Author: Hon A/Prof Amanda Oakley, Dermatologist, Hamilton, New Zealand, 2008.
Acrocyanosis is the name given to mottled cool peripheries with cyanosis (blue discolouration) or erythema (reddened skin). It predisposes to chilblains.
Chilblains arise because of localised cold injury in exposed areas (most often fingers, toes, ears). They present with erythema, cyanosis, oedema (swelling), blisters and ulceration. The lesions usually heal within several weeks as long as there is no further exposure to significant cold. Severe pernio may be the presenting sign of connective tissue disease, especially systemic lupus erythematosus (chilblain lupus) or systemic sclerosis. However, they are also an occupational hazard for dairy farmers, fishermen and other outdoor workers.
Severe cold injury can damage the small bones in the digits, leading to microgeodic disease, swelling and sometimes, bone fracture.
Prevention of chilblains requires keeping the digits and ears warm and dry. A vasodilator medicine such as oral nifedipine may be helpful.
The term Raynaud disease refers to primary Raynaud. Secondary Raynaud is associated with many underlying diseases, especially systemic sclerosis.
Characteristically, painful attacks follow exposure of the digits to cold. They become white then, in turn, cyanosed and erythematous before returning to a normal colour.
Frostbite is due to severe cold injury (temperatures below freezing). Early signs are blanching and numbness.

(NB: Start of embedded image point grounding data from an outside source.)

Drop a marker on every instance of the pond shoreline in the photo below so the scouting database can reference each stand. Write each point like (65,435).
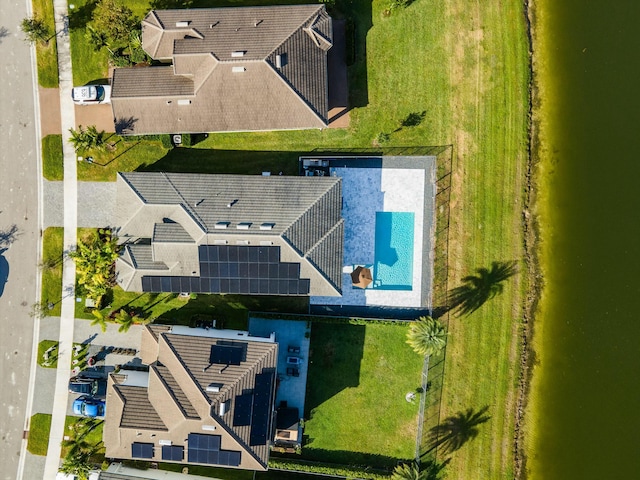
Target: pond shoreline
(531,237)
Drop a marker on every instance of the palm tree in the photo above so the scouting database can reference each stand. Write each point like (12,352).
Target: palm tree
(427,336)
(35,29)
(455,431)
(85,139)
(477,289)
(78,464)
(408,472)
(99,320)
(430,471)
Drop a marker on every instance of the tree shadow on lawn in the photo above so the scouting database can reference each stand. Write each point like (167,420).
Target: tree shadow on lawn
(356,459)
(231,311)
(334,362)
(195,160)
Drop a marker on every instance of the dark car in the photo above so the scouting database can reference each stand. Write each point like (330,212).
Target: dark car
(84,385)
(89,407)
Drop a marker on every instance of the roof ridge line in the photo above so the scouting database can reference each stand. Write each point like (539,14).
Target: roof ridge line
(184,204)
(170,390)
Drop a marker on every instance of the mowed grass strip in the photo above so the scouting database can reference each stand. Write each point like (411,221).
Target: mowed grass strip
(39,428)
(46,55)
(52,158)
(487,62)
(52,242)
(357,411)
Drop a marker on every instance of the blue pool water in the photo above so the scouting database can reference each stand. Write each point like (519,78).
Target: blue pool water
(393,269)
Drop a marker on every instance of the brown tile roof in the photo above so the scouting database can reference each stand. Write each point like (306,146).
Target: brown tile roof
(178,381)
(138,412)
(206,93)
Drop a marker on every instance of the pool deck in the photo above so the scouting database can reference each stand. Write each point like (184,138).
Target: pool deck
(393,184)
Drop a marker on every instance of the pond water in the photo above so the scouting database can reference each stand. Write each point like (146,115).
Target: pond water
(587,389)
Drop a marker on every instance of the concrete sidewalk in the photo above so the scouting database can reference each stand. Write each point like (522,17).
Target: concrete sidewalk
(67,117)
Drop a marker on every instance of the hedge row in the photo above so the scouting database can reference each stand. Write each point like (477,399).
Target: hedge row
(326,469)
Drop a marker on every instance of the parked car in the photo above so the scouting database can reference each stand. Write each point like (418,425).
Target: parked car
(91,94)
(89,407)
(85,385)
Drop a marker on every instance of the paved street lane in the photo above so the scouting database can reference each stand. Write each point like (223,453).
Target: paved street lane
(19,230)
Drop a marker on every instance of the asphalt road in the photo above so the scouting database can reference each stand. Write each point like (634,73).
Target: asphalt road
(19,230)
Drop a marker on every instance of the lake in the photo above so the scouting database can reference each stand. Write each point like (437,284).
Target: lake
(586,389)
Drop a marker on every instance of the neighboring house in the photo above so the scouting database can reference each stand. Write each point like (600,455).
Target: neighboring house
(243,234)
(233,69)
(206,399)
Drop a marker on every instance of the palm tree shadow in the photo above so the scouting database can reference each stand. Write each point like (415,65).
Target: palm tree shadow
(453,432)
(478,289)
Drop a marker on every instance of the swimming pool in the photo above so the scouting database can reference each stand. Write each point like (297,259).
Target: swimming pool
(393,269)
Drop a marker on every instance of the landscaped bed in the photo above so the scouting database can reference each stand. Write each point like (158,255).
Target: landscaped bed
(359,376)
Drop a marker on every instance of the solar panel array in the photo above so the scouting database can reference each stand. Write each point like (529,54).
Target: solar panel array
(142,450)
(226,354)
(206,449)
(261,408)
(243,410)
(173,453)
(243,269)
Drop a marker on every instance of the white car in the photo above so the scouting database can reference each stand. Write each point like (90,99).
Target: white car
(91,94)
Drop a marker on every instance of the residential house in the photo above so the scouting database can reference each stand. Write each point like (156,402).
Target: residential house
(228,69)
(243,234)
(206,399)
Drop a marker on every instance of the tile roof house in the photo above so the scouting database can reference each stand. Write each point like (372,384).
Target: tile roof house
(206,399)
(245,234)
(233,69)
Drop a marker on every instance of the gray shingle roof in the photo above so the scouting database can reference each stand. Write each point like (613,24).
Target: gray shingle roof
(171,233)
(262,96)
(302,212)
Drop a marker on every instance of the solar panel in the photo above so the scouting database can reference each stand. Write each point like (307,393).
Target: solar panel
(174,453)
(142,450)
(261,408)
(226,354)
(206,449)
(242,410)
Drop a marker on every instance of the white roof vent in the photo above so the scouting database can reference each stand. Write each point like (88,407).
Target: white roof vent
(214,387)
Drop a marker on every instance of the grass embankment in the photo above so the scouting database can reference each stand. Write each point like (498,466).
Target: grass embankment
(52,158)
(46,54)
(52,241)
(357,411)
(487,72)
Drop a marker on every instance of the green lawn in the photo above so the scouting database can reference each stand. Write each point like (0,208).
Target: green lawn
(357,411)
(52,241)
(52,159)
(43,346)
(90,429)
(39,429)
(46,55)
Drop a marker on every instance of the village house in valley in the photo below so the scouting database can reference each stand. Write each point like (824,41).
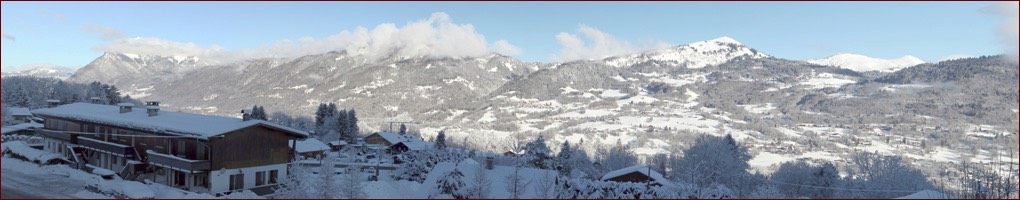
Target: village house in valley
(195,152)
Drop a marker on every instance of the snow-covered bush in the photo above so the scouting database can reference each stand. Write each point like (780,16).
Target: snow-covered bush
(417,163)
(452,184)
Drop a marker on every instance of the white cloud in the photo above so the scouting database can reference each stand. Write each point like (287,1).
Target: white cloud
(437,36)
(105,33)
(505,48)
(155,46)
(1009,31)
(8,36)
(956,56)
(603,45)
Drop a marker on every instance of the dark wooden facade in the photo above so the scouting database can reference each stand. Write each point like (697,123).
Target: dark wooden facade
(377,140)
(634,178)
(252,146)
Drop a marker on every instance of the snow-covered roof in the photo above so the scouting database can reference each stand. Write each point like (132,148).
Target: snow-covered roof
(636,168)
(19,127)
(19,111)
(165,121)
(396,138)
(926,194)
(416,145)
(309,145)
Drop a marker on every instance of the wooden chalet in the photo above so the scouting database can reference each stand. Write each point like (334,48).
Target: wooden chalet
(635,173)
(194,152)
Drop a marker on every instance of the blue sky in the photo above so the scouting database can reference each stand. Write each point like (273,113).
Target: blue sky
(72,34)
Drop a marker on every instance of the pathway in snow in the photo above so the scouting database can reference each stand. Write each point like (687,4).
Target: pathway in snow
(20,186)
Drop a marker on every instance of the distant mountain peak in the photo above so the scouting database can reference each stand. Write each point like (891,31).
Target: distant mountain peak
(859,62)
(694,55)
(724,40)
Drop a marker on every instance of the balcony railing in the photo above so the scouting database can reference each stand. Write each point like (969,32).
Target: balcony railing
(107,147)
(71,138)
(176,163)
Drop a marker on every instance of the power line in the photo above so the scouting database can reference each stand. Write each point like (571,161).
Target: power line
(845,189)
(124,135)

Treat areas exposed to severe cold by rapid re-warming in a water bath at 40° (providing no risk of further re-freezing). Late sequelae include pain, numbness, cold sensation, hyperhidrosis (excessive sweating), dystrophic nails (damaged nails), fibrosis (scarring), osteoporosis (weak bones) and cold intolerance.
Cryoglobulinaemia is a condition in which there are proteins circulating in the bloodstream that may solidify in cold conditions. Cold-precipitable proteins are deposited in cool areas (ears, toes, fingers). Cryoglobulinaemia may present as livedo reticularis or superficial infarction.

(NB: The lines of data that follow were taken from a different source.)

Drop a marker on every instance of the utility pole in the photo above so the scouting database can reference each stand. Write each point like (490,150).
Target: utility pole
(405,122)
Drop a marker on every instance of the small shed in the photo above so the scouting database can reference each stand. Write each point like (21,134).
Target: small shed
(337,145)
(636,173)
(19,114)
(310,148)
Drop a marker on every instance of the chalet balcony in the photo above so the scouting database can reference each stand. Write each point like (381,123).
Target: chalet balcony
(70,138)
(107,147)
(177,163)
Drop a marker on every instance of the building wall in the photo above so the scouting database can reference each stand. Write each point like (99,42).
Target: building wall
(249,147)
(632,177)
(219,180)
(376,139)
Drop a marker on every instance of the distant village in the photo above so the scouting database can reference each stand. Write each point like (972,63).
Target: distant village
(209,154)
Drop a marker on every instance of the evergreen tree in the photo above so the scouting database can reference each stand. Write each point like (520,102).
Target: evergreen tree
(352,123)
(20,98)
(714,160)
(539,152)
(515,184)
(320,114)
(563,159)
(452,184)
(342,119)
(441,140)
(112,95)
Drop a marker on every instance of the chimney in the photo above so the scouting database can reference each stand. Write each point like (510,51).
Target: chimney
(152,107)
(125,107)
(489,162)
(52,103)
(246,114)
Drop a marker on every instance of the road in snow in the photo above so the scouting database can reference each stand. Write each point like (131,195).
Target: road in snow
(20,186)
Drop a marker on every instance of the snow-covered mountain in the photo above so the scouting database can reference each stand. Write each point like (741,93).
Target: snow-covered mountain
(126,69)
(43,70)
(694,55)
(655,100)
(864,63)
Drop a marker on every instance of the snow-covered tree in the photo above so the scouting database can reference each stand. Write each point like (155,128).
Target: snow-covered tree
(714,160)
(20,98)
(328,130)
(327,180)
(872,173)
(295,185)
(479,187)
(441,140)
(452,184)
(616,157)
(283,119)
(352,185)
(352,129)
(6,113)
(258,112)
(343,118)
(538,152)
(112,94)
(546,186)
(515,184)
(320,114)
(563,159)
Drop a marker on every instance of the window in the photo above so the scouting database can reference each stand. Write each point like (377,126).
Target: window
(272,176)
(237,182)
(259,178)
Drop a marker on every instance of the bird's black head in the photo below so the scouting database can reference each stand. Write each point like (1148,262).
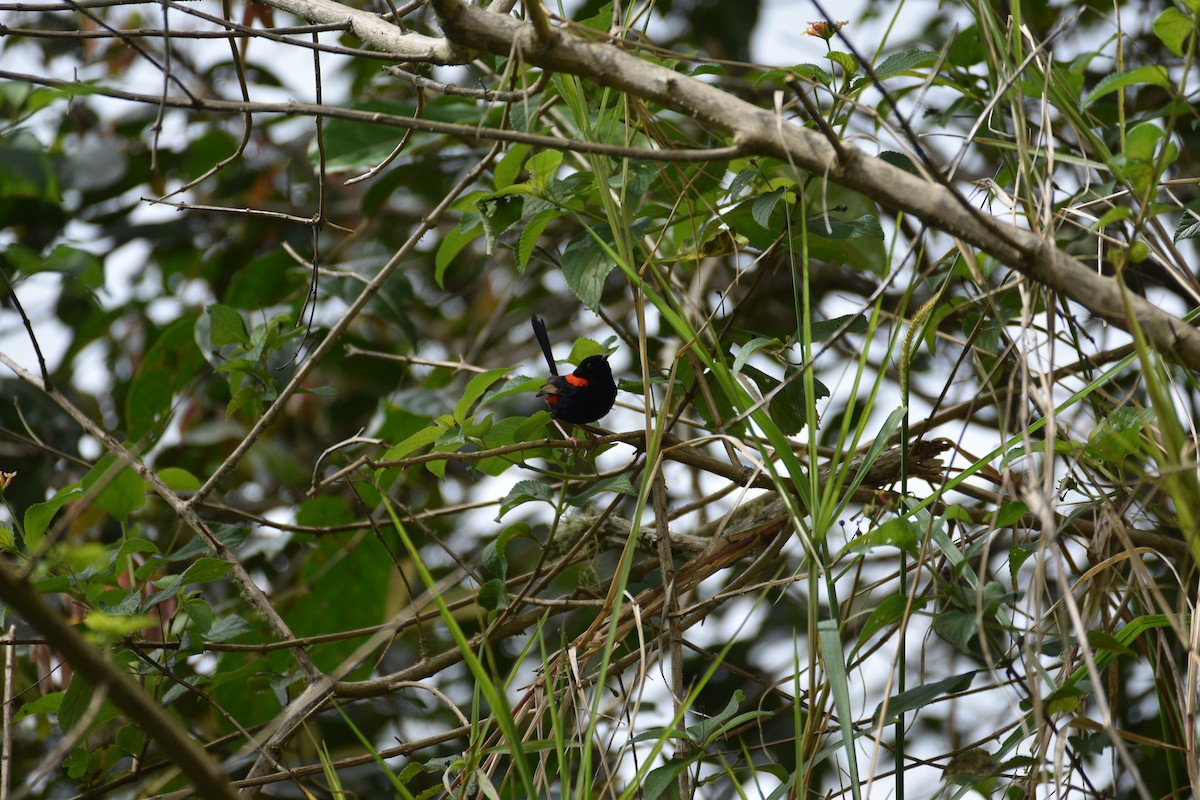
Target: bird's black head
(594,366)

Cold urticaria is a rare type of physical urticaria (hives from an external physical event) that arises during re-warming after cold exposure. The more common acquired variety usually affects children and young adults.
Weals may affect any site, most often face and exposed sites. The weals persist for up to two hours (or longer, in the rare inherited form of cold urticaria). Cold urticaria may result in anaphylactoid symptoms e.g. on swimming in cold water.
Erythema ab igne is due to local heat such as a hot water bottle or sitting close to a fire. It presents as erythema in a vascular distribution and is often followed by postinflammatory pigmentation. No treatment is effective but the appearance improves with time.
Erythromelalgia results in burning pain when feet or hands are warm. Affected areas are erythematous or cyanotic. Some cases are associated with polycythaemia, thrombocythaemia or lupus erythematosus. In these secondary cases, symptoms may respond to low-dose aspirin.
Cholinergic urticaria is caused by heat, emotional stress and exercise. The mechanism is uncertain as wealing may occur without sweating. It usually presents with numerous pruritic 2–3 mm weals surrounded by a red flare, which persist for 15 to 30 minutes and are at least sometimes associated with exercise. Treatment may include oral antihistamines, phototherapy, propranolol or scopolamine with variable efficacy.
Excessive eccrine secretion (sweat) or hyperhidrosis may be generalised or localised (most often to hands, feet, axillae and/or face). Most cases present in adolescence or young adult life and appear to be due to idiopathic hypothalamic stimuli. Hyperhidrosis is rarely due to systemic disorders such as hyperthyroidism or hypothalamic disease when it is more likely to present later in adult life.
Hyperhidrosis is aggravated by thermal, emotional or gustatory (taste) stimulae. It may result in bromhidrosis (malodour) and occupational difficulties. All patients should use medical grade antiperspirant lotions, which contain aluminium chloride hexahydrate. Other treatments include iontophoresis, oral propantheline, propranolol, intradermal botulinum toxin, axillary liposuction or excision of affected skin, or in severe cases, sympathectomy.
Miliaria refers to sweat rash (prickly heat) due to obstructed sweat glands and perhaps localised hyperproliferation of specific commensal microorganisms such as strains of Staphylococcus epidermidis. It presents with non-follicular superficial papules, vesicles or pustules mainly arising on the trunk. Treatment requires cooling; calamine lotion may be soothing.